Human dehydrogenase/reductase 3 (DHRS3), also known as retinol dehydrogenase 11. is a member of the short-chain dehydrogenase/reductase (SDR) superfamily. This NADP(H)-dependent enzyme plays a crucial role in retinoid metabolism, particularly in regulating the balance between retinol (vitamin A) and its active metabolite retinoic acid (RA). DHRS3 catalyzes the reduction of retinaldehyde to retinol, acting as a gatekeeper to control RA biosynthesis, which is essential for embryonic development, cell differentiation, and tissue homeostasis. Its enzymatic activity influences numerous physiological processes, including vision, immune function, and epithelial maintenance.

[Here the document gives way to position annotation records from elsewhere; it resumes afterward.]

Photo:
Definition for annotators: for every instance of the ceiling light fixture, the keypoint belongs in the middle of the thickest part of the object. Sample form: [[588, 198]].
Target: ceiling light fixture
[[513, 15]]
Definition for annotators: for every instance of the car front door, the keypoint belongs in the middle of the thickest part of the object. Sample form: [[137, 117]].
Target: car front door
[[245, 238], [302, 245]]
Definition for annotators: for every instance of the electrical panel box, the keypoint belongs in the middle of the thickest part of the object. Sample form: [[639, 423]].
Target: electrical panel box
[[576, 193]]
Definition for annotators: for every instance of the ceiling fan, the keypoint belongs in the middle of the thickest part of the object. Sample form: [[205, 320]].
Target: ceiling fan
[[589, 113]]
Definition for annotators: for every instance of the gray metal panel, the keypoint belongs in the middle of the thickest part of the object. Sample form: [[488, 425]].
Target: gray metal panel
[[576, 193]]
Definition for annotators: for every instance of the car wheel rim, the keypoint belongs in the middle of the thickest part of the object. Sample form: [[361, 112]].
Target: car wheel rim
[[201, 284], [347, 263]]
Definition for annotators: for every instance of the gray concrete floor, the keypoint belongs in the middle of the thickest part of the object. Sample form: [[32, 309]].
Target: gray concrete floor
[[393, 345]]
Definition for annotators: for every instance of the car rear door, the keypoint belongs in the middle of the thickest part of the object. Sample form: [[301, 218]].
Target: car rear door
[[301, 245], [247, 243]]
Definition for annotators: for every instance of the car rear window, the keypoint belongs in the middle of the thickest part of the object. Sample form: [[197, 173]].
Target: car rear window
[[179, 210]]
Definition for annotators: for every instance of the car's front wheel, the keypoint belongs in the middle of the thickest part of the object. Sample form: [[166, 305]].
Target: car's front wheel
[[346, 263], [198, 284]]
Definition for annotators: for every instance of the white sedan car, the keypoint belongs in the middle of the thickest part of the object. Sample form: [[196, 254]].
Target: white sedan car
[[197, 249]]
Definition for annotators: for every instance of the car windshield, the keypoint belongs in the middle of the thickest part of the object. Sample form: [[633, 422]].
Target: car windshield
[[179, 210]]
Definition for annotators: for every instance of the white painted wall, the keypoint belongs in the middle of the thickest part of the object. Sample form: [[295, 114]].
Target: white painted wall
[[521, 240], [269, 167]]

Structurally, DHRS3 contains a conserved catalytic domain with a Rossmann-fold motif for cofactor binding and a substrate-binding pocket. Unlike many SDR members, DHRS3 forms homodimers and exhibits membrane association through hydrophobic N-terminal regions. Recombinant DHRS3 protein is typically produced in prokaryotic (e.g., E. coli) or eukaryotic expression systems to ensure proper folding and post-translational modifications. Studies employ purified recombinant DHRS3 to investigate its enzymatic kinetics, substrate specificity, and interactions with cellular partners like retinol-binding proteins.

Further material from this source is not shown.